I don't understand.  When you purchase a heatsink with thermal paste pre applied it is a thin layer, evenly applied (no bubbles).

They don't put a dot in the middle.


----------



## slyfox2151 (Feb 21, 2011)

jsfitz54 said:


> I don't understand.  When you purchase a heatsink with thermal paste pre applied it is a thin layer, evenly applied (no bubbles).
> 
> They don't put a dot in the middle.



herm...... who are you buying from that gives you a THIN layer of TIM? have you seen under the heat sink of Nvidia / AMD GPU's? 

often they will use Thermal Pads not paste. the last 2 CPU's i bought, a 1055T and 1090T had a thick layer of TIM on the Heat Sink.





i have also never seen a higher end heat sink come with thermal paste pre applied.


----------



## Zenith (Feb 21, 2011)

Small drop, then let to force do its job by putting heatsink on.


----------



## newtekie1 (Feb 21, 2011)

TheLaughingMan said:


> While true. The entire ihs is going to get really hot.
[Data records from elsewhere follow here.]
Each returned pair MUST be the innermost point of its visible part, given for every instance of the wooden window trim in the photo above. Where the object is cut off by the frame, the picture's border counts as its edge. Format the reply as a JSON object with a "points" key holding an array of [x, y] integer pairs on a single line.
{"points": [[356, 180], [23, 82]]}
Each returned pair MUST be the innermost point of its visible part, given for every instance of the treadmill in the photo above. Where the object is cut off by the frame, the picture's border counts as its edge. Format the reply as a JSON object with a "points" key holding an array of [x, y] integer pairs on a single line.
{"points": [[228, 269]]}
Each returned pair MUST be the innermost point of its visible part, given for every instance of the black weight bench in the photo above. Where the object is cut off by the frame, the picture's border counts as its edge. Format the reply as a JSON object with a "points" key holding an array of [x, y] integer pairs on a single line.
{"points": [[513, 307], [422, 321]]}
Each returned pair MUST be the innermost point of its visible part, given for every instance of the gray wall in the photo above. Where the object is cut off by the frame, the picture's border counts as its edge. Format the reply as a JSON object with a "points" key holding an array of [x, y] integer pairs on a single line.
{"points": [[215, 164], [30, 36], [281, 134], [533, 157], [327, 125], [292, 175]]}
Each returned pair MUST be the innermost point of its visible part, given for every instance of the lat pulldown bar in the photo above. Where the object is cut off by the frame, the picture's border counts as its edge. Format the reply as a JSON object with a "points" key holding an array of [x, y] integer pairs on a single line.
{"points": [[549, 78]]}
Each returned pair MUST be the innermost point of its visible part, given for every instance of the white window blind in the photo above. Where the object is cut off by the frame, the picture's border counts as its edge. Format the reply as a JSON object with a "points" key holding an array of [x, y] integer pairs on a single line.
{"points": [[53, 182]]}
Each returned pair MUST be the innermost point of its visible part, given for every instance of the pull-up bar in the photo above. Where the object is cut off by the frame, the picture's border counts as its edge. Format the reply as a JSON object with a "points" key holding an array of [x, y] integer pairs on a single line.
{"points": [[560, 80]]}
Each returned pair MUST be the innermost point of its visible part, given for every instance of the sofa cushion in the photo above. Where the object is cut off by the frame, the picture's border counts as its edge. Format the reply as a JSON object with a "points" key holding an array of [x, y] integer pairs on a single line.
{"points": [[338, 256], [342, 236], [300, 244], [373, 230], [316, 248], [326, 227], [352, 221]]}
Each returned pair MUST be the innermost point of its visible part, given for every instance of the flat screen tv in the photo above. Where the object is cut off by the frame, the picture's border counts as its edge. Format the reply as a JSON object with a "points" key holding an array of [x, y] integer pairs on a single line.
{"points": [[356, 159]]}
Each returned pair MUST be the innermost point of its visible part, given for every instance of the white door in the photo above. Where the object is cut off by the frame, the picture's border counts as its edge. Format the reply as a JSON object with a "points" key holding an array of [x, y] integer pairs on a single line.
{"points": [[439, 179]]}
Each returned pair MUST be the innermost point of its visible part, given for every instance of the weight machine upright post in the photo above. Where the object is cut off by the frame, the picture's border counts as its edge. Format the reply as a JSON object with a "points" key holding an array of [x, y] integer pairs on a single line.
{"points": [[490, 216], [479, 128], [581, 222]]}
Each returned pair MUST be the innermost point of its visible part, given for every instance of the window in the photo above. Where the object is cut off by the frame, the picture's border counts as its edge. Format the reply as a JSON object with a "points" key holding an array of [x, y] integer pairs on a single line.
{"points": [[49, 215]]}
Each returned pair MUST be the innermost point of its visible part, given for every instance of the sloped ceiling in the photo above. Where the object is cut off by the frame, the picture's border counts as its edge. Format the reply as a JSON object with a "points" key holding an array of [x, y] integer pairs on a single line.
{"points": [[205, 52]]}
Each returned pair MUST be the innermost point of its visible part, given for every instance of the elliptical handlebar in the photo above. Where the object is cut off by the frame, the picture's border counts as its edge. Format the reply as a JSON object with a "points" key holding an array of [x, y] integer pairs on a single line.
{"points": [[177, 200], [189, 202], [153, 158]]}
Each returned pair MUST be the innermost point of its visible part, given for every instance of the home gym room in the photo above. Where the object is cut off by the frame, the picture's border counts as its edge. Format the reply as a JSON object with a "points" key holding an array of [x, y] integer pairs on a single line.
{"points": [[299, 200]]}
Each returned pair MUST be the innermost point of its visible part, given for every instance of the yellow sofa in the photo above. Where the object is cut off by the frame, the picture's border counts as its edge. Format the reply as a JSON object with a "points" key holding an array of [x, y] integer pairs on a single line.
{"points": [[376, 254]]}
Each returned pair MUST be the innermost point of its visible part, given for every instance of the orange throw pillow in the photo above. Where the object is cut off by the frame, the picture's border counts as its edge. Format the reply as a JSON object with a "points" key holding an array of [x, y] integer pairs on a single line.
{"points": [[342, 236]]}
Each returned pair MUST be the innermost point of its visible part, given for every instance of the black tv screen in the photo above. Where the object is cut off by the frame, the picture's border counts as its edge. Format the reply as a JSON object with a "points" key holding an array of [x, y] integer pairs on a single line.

Not it isn't, the small dot spreads out to cover almost the entire IHS, or actually does cover the entire IHS.  If it doesn't then your mounting system isn't applying enough pressure.  And the IHS isn't going to get any hotter than the CPU cores themselves, so as long as your cores are cool, the IHS isn't going to get super hot.  If the cores are getting hot, then you've applied the thermal paste wrong or your cooling solution isn't good enough.


----------



## TheLaughingMan (Feb 21, 2011)

newtekie1 said:


> Not it isn't, the small dot spreads out to cover almost the entire IHS, or actually does cover the entire IHS.  If it doesn't then your mounting system isn't applying enough pressure.  And the IHS isn't going to get any hotter than the CPU cores themselves, so as long as your cores are cool, the IHS isn't going to get super hot.  If the cores are getting hot, then you've applied the thermal paste wrong or your cooling solution isn't good enough.



Wow.  What I said had nothing to do with any particular technique or cooling solution.

If you do not put any form of thermal control on the CPU, the nature of metal and heat transference dictates more than the spot where the cores touch will get hot.  Heat does not move in strait ....nevermind.

Dude, follow the instructions provided with your TIM.  If you didn't get any, follow the ones with the cooler.

I am using pre-made pads of cooling solution from now on.


----------



## _JP_ (Feb 21, 2011)

For me it depends on the situation. If it's directly on the die, a small dot (pea-like, whatever) of TIM in the center. If it still has the heat-spreader, I spread the TIM, covering all the surface with a thin layer, using a plastic card. I do that on the cooler too. My cooler is a HDT type and temps don't go over 40ºC (65W CPU, stock clocks, room temp ~18ºC), feels right.


----------



## jsfitz54 (Feb 21, 2011)

slyfox2151 said:


> herm...... who are you buying from that gives you a THIN layer of TIM? have you seen under the heat sink of Nvidia / AMD GPU's?
> 
> often they will use Thermal Pads not paste. the last 2 CPU's i bought, a 1055T and 1090T had a thick layer of TIM on the Heat Sink



Are you implying the manufacturers are doing it wrong?


----------



## newtekie1 (Feb 21, 2011)

TheLaughingMan said:


> Wow.  What I said had nothing to do with any particular technique or cooling solution.
> 
> If you do not put any form of thermal control on the CPU, the nature of metal and heat transference dictates more than the spot where the cores touch will get hot.  Heat does not move in strait ....nevermind.
> 
> ...



WFT are you talking about?  You said just putting a small spot in the middle doesn't make sense to you because other components of the CPU need to be cooled.  Which they don't.  Then you said the IHS would get super hot, which it doesn't.  Do you have any clue what you are talking about, do you even listen to yourself posting?


----------



## jsfitz54 (Feb 21, 2011)

I like the John Cleese skit the best: Arguments 5₤'s, please pay in advance.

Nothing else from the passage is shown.